LITR 4232 American Renaissance

LITR 4232 2008 final exam

Essay Answers to Question 6: how this course influenced or reflected your experience

as a student and / or teacher


Josh Hughey

Unifying Terms

            As a literature student the courses one takes should be influential to his understanding of whatever styles studied.  This is essentially the desired effect of any educational endeavor.  Literature, however, is an entirely different game.  This has to do with the fact that much of the interpretation of many works and passages within works are fiercely debated.  Mathematicians do not constantly debate the answer to two plus two.  Everything within mathematics is based on standardized rules.  Literature is an ever-changing living thing.  This in turn makes teaching a literature class all that much harder for it is up to the instructor to determine the proper balance between standardized terms and discussion of the many possibilities that any particular genre has to offer. 

            The period of the American Renaissance is a particularly effective era to showcase diversity.  With modern literature readers and scholars are used to constantly engaging new styles and possibilities.  Both the European and American Renaissance saw the emergence of many new styles and attitudes toward literature.  The difference between the present and then is that at that time new styles and attitudes were not a regular occurrence.  For people who were used to reading either the bible or perhaps an early adventure novel, some of these new styles would come as quite a shock.  Whether reading the sexual free-verse lines of Walt Whitman’s poetry or the depressing, and many times morbid, poetry of Edgar Allan Poe and Emily Dickinson.  Then there are other authors who take a more traditional approach to, say, romanticism while still applying new American ideas such as the forest as gothic scenery rather than a castle. 

            The reason this course is so beneficial to a student of literature is its influence on discussion and firm inclusion of history.  As mentioned earlier, modern readers think nothing of constantly changing styles or works in which death and sex are very noticeable.  This course’s inclusion of history gives students a valuable understanding of the time period in which the texts were written and as a result helps them understand the progression of American literature as a whole through the era of the American Renaissance.  Stories like “Rip van Winkle” and “The Legend of Sleepy Hollow” make more sense to students if they know of the strong Dutch background of the area in which they take place.  Certain readers might only understand castles as the setting of gothic works, but this course discusses the significance of there being no castles in America but authors still seeking out someplace dark and mysterious, thus including the forest.  These things may seem obvious to some but to others they are entirely new concepts and stories to help them better understand the literature of the period.  Also, for those that do understand, the course remains beneficial for eventually there is something covered that they do not already know and being able to associate it with previous material, even if it was old to them, aids in memory.  A better understanding through discussion, definition and close reading as well as examination of the history that pertains to the works (objectives 1 & 2) is what this all boils down to. 

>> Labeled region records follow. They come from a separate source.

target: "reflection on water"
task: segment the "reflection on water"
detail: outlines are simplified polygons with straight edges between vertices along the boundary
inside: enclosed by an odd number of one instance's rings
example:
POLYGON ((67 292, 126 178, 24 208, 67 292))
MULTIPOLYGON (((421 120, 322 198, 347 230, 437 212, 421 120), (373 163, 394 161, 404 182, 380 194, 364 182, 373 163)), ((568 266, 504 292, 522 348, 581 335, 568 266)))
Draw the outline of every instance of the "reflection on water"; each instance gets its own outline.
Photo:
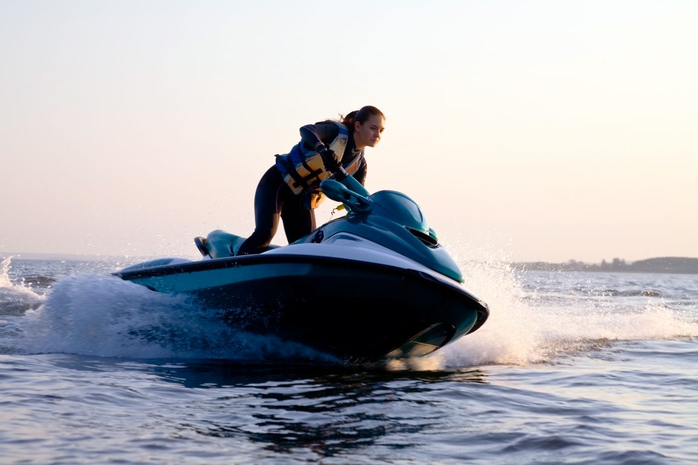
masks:
MULTIPOLYGON (((406 438, 438 429, 449 411, 438 408, 434 385, 482 383, 487 377, 477 369, 397 372, 205 360, 127 364, 199 394, 186 421, 177 417, 181 428, 242 437, 275 452, 322 456, 371 445, 388 434, 406 438)), ((412 445, 406 439, 389 447, 412 445)))

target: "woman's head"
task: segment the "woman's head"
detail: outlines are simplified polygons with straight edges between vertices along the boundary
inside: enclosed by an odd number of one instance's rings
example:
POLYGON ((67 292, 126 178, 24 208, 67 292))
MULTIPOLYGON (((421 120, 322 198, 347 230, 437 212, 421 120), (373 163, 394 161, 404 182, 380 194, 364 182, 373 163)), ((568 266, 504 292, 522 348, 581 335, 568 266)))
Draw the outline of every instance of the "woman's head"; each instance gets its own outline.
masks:
POLYGON ((357 149, 376 147, 385 129, 383 112, 371 105, 351 112, 343 117, 341 121, 354 138, 357 149))

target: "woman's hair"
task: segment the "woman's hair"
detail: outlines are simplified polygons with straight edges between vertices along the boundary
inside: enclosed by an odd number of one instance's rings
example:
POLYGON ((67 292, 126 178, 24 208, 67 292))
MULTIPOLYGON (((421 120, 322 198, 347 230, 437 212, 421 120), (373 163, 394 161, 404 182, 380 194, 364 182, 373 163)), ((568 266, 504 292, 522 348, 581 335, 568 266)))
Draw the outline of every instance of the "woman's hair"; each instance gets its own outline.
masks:
POLYGON ((349 129, 350 133, 354 132, 354 123, 359 121, 362 124, 365 123, 371 115, 379 116, 383 119, 385 119, 385 115, 383 112, 376 108, 376 107, 367 105, 365 107, 362 107, 361 110, 355 110, 347 114, 346 116, 342 116, 340 115, 340 121, 349 129))

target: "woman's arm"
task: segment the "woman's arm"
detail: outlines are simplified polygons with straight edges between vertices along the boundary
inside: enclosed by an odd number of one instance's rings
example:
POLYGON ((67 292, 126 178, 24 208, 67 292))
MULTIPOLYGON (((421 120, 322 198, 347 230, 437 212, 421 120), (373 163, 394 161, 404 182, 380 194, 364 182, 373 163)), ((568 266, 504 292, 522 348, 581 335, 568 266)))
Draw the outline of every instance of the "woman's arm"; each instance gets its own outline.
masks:
POLYGON ((366 164, 366 157, 361 159, 361 164, 359 165, 359 168, 357 169, 356 172, 354 173, 354 179, 361 183, 362 186, 365 186, 364 183, 366 182, 366 173, 369 171, 369 167, 366 164))
POLYGON ((300 129, 301 140, 306 148, 318 150, 334 140, 339 134, 339 128, 332 123, 306 124, 300 129))

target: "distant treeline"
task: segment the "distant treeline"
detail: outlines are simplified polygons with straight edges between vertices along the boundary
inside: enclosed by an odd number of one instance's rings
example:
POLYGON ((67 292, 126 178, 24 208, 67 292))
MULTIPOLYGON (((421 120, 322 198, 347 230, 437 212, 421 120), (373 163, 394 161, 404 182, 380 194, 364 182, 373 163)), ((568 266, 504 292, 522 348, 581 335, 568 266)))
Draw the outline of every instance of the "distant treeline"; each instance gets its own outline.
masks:
POLYGON ((631 263, 625 260, 614 258, 611 262, 605 260, 601 264, 585 263, 570 260, 566 263, 549 263, 547 262, 519 262, 512 263, 517 270, 534 270, 542 271, 589 271, 619 272, 627 273, 688 273, 698 274, 698 258, 688 257, 662 257, 648 258, 631 263))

            Objective 3 goes hand in hand with objective one.  Upon examining the history behind many of the texts the course brings to light for students many of the problems facing America during the Renaissance.  This not only gives the students a better understanding of the meaning of the texts it also enlightens them as to why the authors may have chosen to write their provocative (Whitman) and sometimes morbid (Poe, Hawthorne, Dickinson) works of fiction as well as the importance of the writing style in other forms such as the speeches of Abraham Lincoln.  Overall this course very well covers the wide range of authors and styles present during the American Renaissance as well as certain themes, such as Romanticism, the gothic and the sublime that often unite these otherwise different approaches.  The combination of the aspects and discussion-heavy classes are very beneficial to the learning experience of any student, myself included.